The far-off Voyager 2 probe has signalled that it is in “good health” after mission control unintentionally lost contact with it for a few days, according to NASA’s most recent statement.
NASA hears from Voyager 2: Launched in 1977 to serve as a beacon for humanity in the cosmos, it and its twin, Voyager 1, are currently traveling through interstellar space more than 12.3 billion miles (19.9 billion km) beyond Earth.
According to a recent report from NASA’s Jet Propulsion Laboratory (JPL), a set of intended commands issued to Voyager 2 on July 21 “inadvertently caused the antenna to point two degrees away from Earth.”
The problem prevented it from sending or receiving information to its mission control. They did not anticipate fixing it until it carried out an autonomous reorientation maneuver on October 15.

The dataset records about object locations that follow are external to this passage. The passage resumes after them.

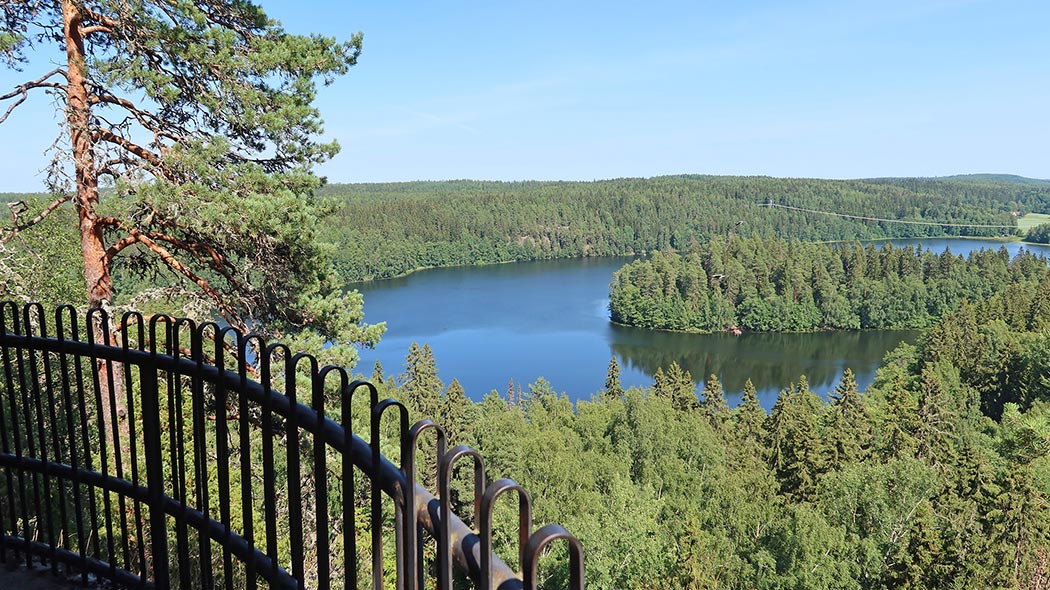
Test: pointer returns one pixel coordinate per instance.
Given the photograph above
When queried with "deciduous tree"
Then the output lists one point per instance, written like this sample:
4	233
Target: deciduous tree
186	147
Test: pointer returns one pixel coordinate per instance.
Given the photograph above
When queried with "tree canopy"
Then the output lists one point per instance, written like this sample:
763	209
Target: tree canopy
186	148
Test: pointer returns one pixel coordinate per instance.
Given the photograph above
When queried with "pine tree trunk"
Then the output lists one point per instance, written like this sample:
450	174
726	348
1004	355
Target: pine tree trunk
97	271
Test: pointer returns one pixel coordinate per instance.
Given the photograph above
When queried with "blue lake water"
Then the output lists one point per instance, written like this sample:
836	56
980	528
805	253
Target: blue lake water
491	324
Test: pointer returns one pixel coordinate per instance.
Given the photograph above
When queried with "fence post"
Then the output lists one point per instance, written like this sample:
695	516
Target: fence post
154	472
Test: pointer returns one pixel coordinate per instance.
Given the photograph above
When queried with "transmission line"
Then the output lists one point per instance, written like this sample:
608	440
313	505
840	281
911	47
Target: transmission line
867	218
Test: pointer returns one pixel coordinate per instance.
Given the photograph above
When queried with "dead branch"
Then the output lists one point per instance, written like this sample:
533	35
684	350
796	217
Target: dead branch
16	227
22	91
175	265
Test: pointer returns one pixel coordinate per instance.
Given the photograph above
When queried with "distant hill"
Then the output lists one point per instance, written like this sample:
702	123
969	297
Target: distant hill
999	178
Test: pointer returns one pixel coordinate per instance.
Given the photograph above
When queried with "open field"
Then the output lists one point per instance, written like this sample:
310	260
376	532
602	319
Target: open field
1032	219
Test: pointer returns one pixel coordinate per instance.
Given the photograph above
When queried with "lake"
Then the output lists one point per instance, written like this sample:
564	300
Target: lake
491	324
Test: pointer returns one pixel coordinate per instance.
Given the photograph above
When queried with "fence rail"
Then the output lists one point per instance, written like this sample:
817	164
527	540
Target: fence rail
190	456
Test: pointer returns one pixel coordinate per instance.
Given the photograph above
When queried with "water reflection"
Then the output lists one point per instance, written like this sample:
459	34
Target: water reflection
772	361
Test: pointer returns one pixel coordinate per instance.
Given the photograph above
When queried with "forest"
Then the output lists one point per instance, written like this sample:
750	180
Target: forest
384	230
777	286
936	477
182	181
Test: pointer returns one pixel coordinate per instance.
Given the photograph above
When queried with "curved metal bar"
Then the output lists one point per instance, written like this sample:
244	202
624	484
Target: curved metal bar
498	488
14	314
413	542
320	473
400	522
465	545
101	316
539	541
349	509
41	318
445	464
86	565
214	530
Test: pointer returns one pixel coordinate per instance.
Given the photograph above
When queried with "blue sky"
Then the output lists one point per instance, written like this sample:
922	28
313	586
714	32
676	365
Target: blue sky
583	90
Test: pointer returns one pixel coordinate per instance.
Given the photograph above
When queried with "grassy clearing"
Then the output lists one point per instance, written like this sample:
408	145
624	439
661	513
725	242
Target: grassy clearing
1032	219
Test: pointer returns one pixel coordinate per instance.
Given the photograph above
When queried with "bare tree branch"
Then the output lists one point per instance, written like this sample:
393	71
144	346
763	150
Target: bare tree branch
16	227
228	313
22	91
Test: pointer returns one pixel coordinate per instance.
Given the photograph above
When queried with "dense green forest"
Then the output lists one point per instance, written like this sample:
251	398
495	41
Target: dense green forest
937	477
383	230
776	286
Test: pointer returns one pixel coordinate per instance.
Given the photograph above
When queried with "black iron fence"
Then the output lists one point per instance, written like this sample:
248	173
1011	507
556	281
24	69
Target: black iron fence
159	452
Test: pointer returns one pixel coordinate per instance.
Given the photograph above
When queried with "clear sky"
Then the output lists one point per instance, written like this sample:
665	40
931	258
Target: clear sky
583	90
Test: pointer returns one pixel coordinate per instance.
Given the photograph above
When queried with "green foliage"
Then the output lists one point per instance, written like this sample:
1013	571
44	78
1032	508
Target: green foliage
1038	234
391	229
613	388
775	286
196	119
43	266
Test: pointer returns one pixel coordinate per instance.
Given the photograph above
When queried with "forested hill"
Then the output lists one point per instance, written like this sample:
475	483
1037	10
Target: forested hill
383	230
776	286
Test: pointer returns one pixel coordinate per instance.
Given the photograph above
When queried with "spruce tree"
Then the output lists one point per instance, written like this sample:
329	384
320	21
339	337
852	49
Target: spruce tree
197	116
680	388
714	405
848	428
454	407
420	382
613	390
377	374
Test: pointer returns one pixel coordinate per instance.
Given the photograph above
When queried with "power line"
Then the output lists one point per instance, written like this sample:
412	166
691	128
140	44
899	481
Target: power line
867	218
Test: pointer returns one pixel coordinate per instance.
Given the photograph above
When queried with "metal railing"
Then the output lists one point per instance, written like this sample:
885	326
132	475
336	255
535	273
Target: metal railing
190	456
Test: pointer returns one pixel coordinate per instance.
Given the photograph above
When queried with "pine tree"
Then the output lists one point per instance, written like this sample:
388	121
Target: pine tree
198	118
454	407
936	434
662	387
796	450
613	390
749	420
680	387
848	428
377	374
420	382
902	416
714	405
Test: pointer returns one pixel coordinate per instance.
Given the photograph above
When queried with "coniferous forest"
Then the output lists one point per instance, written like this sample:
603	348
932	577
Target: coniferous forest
774	286
936	477
384	230
182	183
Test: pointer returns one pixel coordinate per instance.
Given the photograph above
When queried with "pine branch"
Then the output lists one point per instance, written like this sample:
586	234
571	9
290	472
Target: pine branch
16	227
22	91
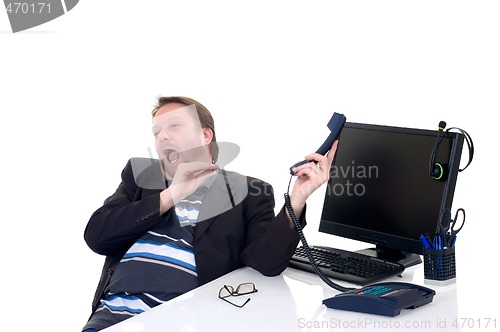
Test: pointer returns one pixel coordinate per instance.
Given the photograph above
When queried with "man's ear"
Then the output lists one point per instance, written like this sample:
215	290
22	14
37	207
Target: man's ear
208	135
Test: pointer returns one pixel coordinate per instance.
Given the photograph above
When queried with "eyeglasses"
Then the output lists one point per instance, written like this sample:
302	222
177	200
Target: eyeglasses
242	289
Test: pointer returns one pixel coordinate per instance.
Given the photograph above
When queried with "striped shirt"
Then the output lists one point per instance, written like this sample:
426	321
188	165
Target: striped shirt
157	267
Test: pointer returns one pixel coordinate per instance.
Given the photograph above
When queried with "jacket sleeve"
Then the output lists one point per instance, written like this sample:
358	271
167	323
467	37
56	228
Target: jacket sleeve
123	218
270	242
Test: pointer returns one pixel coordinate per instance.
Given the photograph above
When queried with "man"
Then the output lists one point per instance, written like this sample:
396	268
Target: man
182	221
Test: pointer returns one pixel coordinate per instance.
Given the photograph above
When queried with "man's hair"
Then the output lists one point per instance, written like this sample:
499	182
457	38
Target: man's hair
206	119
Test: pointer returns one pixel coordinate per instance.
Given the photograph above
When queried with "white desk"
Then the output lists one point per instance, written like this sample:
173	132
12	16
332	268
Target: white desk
289	302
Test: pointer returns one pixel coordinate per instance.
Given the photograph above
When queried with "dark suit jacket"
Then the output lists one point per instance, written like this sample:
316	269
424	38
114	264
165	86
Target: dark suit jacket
226	237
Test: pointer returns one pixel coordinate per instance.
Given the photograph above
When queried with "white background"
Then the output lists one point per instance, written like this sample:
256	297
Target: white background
76	95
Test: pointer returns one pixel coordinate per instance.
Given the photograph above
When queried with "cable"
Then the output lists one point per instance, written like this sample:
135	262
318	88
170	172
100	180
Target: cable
307	249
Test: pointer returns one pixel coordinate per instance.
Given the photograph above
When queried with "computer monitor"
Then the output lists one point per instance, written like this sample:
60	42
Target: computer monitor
380	190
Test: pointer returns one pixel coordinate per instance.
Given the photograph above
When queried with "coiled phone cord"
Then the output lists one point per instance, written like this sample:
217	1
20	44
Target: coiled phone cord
307	249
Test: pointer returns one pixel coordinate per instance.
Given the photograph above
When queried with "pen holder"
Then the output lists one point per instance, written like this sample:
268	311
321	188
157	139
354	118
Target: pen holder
439	264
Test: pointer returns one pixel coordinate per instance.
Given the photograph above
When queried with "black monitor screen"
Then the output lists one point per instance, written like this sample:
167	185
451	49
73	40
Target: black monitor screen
380	190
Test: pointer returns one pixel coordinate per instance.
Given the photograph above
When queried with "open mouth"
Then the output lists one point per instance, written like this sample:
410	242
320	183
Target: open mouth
172	156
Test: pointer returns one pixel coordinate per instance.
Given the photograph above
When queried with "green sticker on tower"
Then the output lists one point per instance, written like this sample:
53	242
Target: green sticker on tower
24	15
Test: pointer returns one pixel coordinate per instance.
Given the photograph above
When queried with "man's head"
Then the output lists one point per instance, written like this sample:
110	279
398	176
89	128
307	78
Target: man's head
184	132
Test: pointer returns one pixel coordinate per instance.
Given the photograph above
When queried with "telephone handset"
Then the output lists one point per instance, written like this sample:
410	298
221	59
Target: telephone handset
336	124
382	298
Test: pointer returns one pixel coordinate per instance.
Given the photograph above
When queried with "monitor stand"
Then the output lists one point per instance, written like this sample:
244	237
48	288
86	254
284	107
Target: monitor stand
407	259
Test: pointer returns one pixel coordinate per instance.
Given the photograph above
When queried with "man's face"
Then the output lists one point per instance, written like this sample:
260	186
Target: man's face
179	137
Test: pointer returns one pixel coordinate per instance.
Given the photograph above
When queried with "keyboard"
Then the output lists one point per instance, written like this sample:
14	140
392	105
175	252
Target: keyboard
345	265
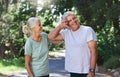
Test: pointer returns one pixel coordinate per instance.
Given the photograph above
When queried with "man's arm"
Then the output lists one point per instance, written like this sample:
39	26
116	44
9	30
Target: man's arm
93	50
55	34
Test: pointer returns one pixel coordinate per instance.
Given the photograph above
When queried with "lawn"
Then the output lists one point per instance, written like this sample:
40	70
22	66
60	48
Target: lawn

Late Monday, NASA’s Sun & Space account announced on social media that they had restored contact.
“The Deep Space Network has picked up a carrier signal from @NASAVoyager 2, letting us know that the spacecraft is in good health,” the organisation announced.
NASA’s global network of enormous radio antennas is known as the Deep Space Network.
The Voyager missions are a component of the NASA Heliophysics System Observatory even though JPL created and manages the spacecraft.
In December 2018, Voyager 2 exited the heliosphere, the Sun’s magnetic bubble of protection, and is now moving through the region between the stars.
It became the first and only spacecraft to have visited Uranus and Neptune before leaving our solar system.
In 2012, Voyager 1 became the first spacecraft ever to travel beyond our solar system. It is now about 15 billion miles away from Earth.
However, Both Voyager probes carry the “Golden Records”—12-inch, gold-plated copper disks designed to tell extraterrestrial life about our planet.